Quelques jours seulement après le désastre dans le bassin de Wilkes, Isaac arrivait à parler couramment voxais. Ses fonctions motrices se sont améliorées au point qu’il a pu marcher sans aide, son corps fragile est devenu d’une robustesse remarquable et les portions reconstruites de son crâne ont commencé à sembler presque normales. La créature hurlante et coassante qu’avait connue Turk n’existait plus. Le nouvel Isaac, qui s’exprimait avec une clarté troublante, avait cessé de recevoir des soins, mais continuait à vivre et à passer la nuit dans les pièces où on les lui avait administrés. Il avait récemment mené des entretiens vagues mais flatteurs avec des érudits et des managers, entretiens diffusés publiquement. Il avait félicité Vox pour son dévouement et sa persévérance, et exprimé son admiration pour la sagesse des prophéties fondatrices. Depuis quelques jours, il se promenait comme un touriste dans la ville, parfois assiégé par des enfants curieux dont les parents tout aussi curieux restaient timidement en retrait sans oser ouvrir la bouche.

J’avais suivi tout cela par l’intermédiaire des informations. Vox glissait vers la démence et cette abjecte adoration d’Isaac Dvali n’en était que le dernier symptôme en date. Je me suis dit que ce genre de choses allait continuer. « S’attendre à l’inattendu », avait écrit Allison dans son journal. Un conseil peu original, mais toujours bon.

Et moi qui me croyais bien préparée aux surprises, j’ai été absolument stupéfaite de découvrir Isaac devant ma porte, avec sa pâleur de champignon et ses yeux brillants de petit enfant, en train de sourire et de m’appeler par mon nom : non pas Treya mais, chose incroyable, Allison.

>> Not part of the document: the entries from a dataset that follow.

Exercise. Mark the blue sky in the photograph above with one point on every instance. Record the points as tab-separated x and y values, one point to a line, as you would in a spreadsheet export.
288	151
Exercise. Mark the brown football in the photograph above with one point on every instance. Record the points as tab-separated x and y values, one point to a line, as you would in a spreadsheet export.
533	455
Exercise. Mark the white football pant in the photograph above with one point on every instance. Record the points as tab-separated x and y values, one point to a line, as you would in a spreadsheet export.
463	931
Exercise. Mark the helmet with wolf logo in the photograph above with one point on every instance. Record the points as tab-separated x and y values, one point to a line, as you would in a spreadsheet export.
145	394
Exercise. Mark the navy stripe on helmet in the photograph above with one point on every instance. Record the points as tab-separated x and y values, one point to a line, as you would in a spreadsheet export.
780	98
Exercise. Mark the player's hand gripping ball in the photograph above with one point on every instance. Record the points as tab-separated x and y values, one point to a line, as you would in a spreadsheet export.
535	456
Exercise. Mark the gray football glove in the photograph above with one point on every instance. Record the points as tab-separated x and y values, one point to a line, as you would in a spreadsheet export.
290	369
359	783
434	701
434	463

J’avais peur de lui, bien entendu.

Je ne savais pas ce qu’il voulait et l’attention que sa simple présence allait attirer – devait déjà avoir attirée – m’a tout de suite terrorisée. Ses surveillants rôdaient sûrement dans les couloirs et passerelles voisins. Les oreilles et les yeux cachés du Réseau étaient à l’affût.

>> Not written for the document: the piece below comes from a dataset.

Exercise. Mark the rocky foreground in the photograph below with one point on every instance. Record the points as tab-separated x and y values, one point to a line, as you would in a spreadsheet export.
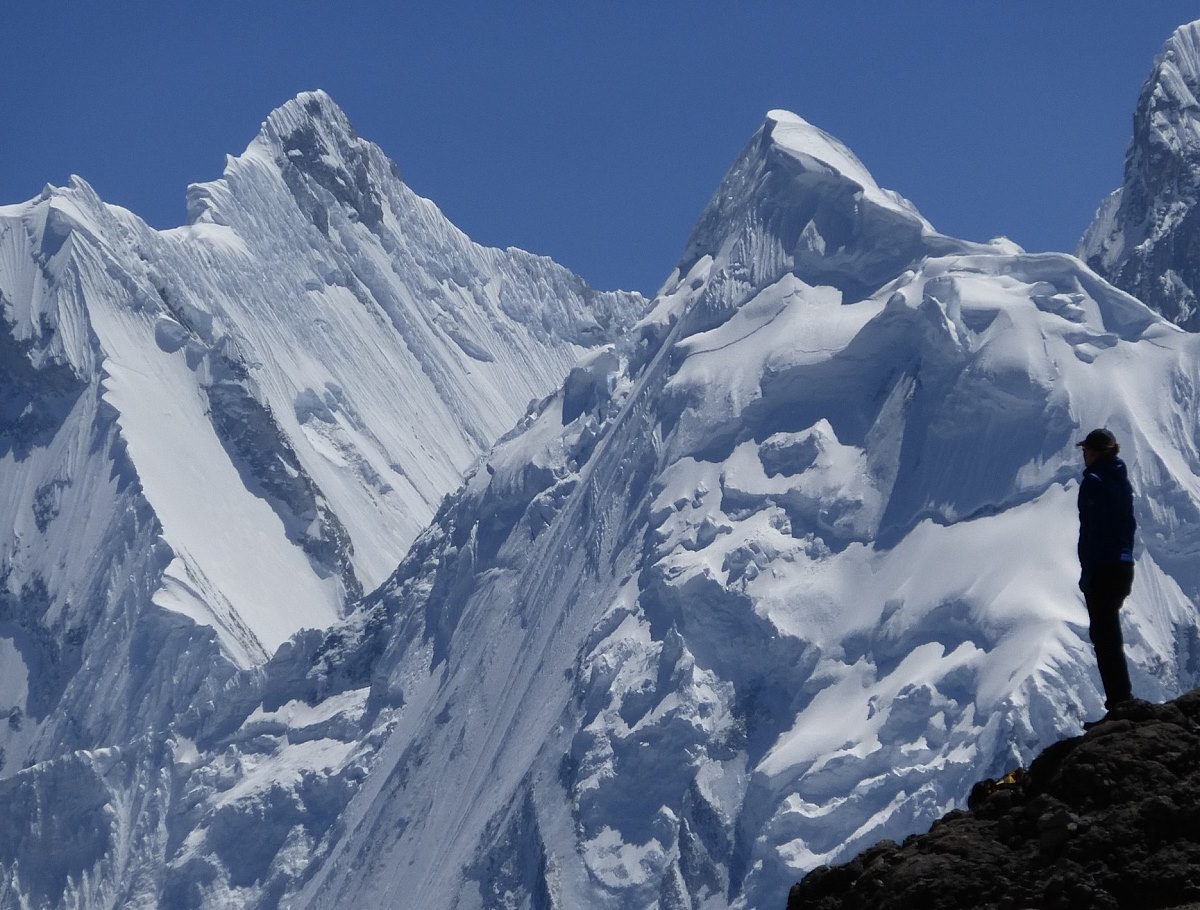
1110	819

Mais il a juste dit : « Je peux entrer ? » et j’ai hoché la tête sans un mot avant de laisser la porte coulisser derrière lui.

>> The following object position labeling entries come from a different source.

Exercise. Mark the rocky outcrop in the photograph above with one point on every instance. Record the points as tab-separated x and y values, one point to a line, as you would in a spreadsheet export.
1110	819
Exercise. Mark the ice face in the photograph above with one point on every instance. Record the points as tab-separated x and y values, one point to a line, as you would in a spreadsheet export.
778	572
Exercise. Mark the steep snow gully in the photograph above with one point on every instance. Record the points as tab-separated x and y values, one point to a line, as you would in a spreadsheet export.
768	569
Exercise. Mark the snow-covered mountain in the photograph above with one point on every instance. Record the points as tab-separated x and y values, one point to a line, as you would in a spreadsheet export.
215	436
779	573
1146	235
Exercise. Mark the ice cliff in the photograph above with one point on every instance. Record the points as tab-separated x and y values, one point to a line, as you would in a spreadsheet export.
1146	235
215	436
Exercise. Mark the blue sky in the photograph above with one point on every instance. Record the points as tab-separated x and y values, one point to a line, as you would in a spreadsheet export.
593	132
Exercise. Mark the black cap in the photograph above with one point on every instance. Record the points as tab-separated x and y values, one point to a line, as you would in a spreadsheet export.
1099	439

J’ai trouvé je ne sais où le courage de le prier de s’asseoir.

Il est resté debout. « Je ne fais que passer. » Il me parlait en anglais. Sa langue natale, me suis-je souvenue. Sous toutes les couches de synthèse et de reconstruction, il subsistait au moins un fragment de l’Isaac Dvali qu’il avait été autrefois : un garçon élevé dans le désert d’Équatoria par des gens au désir d’une intensité presque voxaise d’entrer en contact avec les Hypothétiques. Comme moi, comme Turk, c’était quelqu’un de divisé et d’incomplet. Et de très dangereux, au moins potentiellement.

En dehors de sa peau pâle, on remarquait surtout ses yeux. Quand il m’a regardée, ma première réaction a été de tressaillir. Il m’a dit de ne pas avoir peur et j’ai répondu : « Ce n’est pas si facile.

— Vous êtes venue me voir quand j’étais malade.

— Vous vous en souvenez ? »

Il a hoché la tête en souriant. « J’ai appris beaucoup de choses sur vous, depuis.

— Sur moi ?

— Par le Réseau. Je sais qui et ce que vous êtes. Je pense qu’il serait utile que nous discutions. Je ne vous ferai pas de mal. Et je ne parlerai à personne de votre plan d’évasion. »

Je m’entraînais depuis des semaines à rester impénétrable pour arriver à garder ce simple secret. Maintenant que la mascarade ne tenait plus, j’étais trop sidérée pour réagir.

« Personne ne peut nous entendre, a affirmé Isaac.